By making the design available digitally, it can be produced on 3D printers everywhere and become available around the world in a matter of hours. In this case, we designed the product in Belgium and people in China, Europe or the US can now 3D print the door opener locally,” Vancraen concluded.
The file can be downloaded at www.materialise.com/en/hands-free-door-opener
Collaborative team solves PPE shortage issue: 3D-printed facemasks and PPE for healthcare workers in Hong Kong
A collaborative team from The Hong Kong Polytechnic University, Queen Elizabeth Hospital and the Hospital Authority (all Hong Kong) has reported success in developing effective, 3D-printed eye shields and face shields.
During the coronavirus outbreak, solidarity is one of the essential elements to battle the disease.

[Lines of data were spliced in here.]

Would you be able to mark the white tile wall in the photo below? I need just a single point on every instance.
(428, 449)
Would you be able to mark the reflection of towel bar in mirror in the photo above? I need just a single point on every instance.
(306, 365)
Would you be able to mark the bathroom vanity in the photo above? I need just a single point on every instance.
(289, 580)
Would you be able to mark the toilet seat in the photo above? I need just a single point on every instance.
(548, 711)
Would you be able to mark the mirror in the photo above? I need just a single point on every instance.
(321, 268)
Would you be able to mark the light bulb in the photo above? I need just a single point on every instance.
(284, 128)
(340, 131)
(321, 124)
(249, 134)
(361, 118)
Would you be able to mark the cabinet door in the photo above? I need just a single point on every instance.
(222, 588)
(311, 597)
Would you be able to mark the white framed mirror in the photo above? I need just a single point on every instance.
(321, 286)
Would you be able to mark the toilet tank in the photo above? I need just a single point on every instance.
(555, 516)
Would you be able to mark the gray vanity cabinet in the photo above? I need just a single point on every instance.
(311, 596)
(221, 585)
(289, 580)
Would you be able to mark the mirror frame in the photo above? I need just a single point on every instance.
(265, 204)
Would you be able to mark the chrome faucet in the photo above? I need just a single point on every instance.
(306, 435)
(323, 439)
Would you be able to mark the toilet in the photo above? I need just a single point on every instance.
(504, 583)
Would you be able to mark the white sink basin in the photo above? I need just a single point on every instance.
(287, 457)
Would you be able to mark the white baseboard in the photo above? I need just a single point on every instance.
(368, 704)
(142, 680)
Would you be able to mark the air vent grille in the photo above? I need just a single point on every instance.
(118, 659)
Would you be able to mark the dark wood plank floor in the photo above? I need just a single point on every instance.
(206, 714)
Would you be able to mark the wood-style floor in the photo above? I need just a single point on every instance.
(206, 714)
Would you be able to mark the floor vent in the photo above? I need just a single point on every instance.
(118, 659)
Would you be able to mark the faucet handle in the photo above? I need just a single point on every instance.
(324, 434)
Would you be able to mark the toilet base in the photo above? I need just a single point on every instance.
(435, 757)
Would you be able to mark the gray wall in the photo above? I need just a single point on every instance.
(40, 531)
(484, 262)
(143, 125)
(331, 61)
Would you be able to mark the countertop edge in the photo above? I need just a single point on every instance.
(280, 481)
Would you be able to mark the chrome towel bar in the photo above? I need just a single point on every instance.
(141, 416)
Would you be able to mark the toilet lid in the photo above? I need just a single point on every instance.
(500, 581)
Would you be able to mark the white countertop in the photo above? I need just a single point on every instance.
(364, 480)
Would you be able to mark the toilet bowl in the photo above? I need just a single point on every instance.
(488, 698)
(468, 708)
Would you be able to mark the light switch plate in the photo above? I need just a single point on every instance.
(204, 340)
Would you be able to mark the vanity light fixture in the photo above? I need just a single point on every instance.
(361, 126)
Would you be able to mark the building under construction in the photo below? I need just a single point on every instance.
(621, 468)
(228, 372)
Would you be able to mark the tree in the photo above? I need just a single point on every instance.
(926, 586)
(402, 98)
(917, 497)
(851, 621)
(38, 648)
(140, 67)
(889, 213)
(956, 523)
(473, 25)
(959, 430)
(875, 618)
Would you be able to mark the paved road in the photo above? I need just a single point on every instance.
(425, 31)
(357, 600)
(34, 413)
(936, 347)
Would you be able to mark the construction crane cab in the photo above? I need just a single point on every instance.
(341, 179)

The partnership between The Hong Kong Polytechnic University, Queen Elizabeth Hospital/Hospital Authority and the industry is a good example that embodies the spirit of 'when one place suffers, aid comes from all sides'. We join hands to overcome these difficult times together," explained Professor Alexander WAI Ping-kong, Vice President (Research Development), Deputy President and Provost designate at The Hong Kong Polytechnic University.
In a statement released from The Hong Kong Polytechnic University, the team reports that it took only a fortnight to design and develop the masks, of which they hope to 3D print over 30,000 per day by the end of March.
When industries unite: how 3D-printed ‘huts’ serve as emergency quarantine wards
At the beginning of the COVID-19 outbreak in February, architectural company Yingchuang Building Technique (Winsun; Shanghai, China), reported that several 3D-printed huts were printed, loaded and sent to various hospitals needing fast solutions in response to increasing pressure for quarantine facilities.
According to reports hosted on the Winsun website, 20 3D printers could produce a 10x10 ward each within 2 hours from recycled construction materials, offering a fast and sustainable solution to expanding quarantine capabilities in high-incidence areas.
Winsun further explains that following the use of these small hut-like buildings for the immediate quarantine pressure, the buildings could be further used for news kiosks, small shops or mobile offices.